I think you are greatly underestimating the powerful optimisations that can be done (and are done) in MySQL. Parsing an SQL statement is trivial (in terms of required computational power); I don't know much about relational algebra, but it seems that you would somehow have to express and then parse statements in that algebra too. If you don't have an index, then operations on huge tables are slow no matter what data structure you use. Any kind of indexing alleviates this problem, and RDMBSs do indexing really well.
There is a huge number of organisatorial tasks that you would need to do with your files (when reading, that would be parsing the file, locating data, possibly caching and perhaps sorting; when writing, that would be updating indexes, managing "holes" in the file, and a huge host of other
that is no problem if you use good datastructures...
I think you haven't quite understood what I was getting at here. This is independent of what data structure you use.
DBMSs are specifically designed to do exactly these things. People often tend to forget that DBMSs aren't really much more than systems that manage files! But they have all these incredibly complicated and advanced things in it that you need and you really really don't want to have to re-implement from scratch.
Yes, but you don't want to implement each of that features.
Yes, you do. You do need to manage your files. You do need to store your data structures somehow, and parse them, and update them, etc.etc.
For 99.9% of data you want to store, you *can* create *exactly* the data structure you need using an RDBMS.
By data structure I am not only mean the structure of data.

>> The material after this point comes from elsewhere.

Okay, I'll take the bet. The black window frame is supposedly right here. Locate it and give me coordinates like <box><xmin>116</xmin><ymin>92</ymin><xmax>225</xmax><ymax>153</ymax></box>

I also mean the code which belongs to it to handle it (For example heaps, sorted lists and so on). The structure for the data surly can be created but not the code...
You never specifically need [[heap]]s. A heap is a special way of implementing a [[priority queue]] - if you need a priority queue, then you can do that by creating an indexed table. Whether the index is implemented as a heap should not be your concern (it should be the DMBS's). It is well possible that MySQL uses heaps, I don't know.